Dans leur livre, The Enigma of Reason (https://www.hup.harvard.edu/catalog.php?isbn=9780674237827), Hugo Mercier et Dan Sperber donnent plusieurs exemples historiques de ce qu’ils appellent « mon parti pris » [4] qui façonne d’importantes questions publiques. L’un d’entre eux est le travail d’Alphonse Bertillon, « l’un des policiers et experts en science judiciaire les plus respectés au monde », [5] qui a été chargé par le gouvernement français d’enquêter sur l’affaire Dreyfus à la fin du XIXe et au début du XXe siècle. Malgré sa formation et son expérience, Mercier et Sperber soutiennent que le cadre cognitif préexistant de Bertillion l’a mené à manipuler les preuves afin de faire condamner Dreyfus.
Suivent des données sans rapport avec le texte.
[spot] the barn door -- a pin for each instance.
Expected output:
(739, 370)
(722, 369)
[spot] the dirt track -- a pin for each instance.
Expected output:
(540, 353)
Il est intéressant de noter que l’émergence de nouvelles preuves convaincantes ne l’a pas amené à modifier son point de vue, au contraire, il l’a ajusté pour qu’il corresponde à ses conceptions originales. Pour Mercier et Sperber, l’argumentation est un moyen essentiel de perturber son parti pris. Ils écrivent : « le raisonnement se développe dans le va-et-vient de la conversation, lorsque les gens peuvent échanger des arguments et des contre-arguments ». [6] Ce cas illustre la façon dont la tendance humaine au raisonnement biaisé, même chez les professionnels bien formés et expérimentés, fonctionne dans les affaires humaines. Elle soutient également une approche de l’enseignement de l’histoire qui engage les étudiants dans une argumentation sur la nature des preuves et les conclusions qui en sont tirées, comme un moyen de favoriser un meilleur raisonnement.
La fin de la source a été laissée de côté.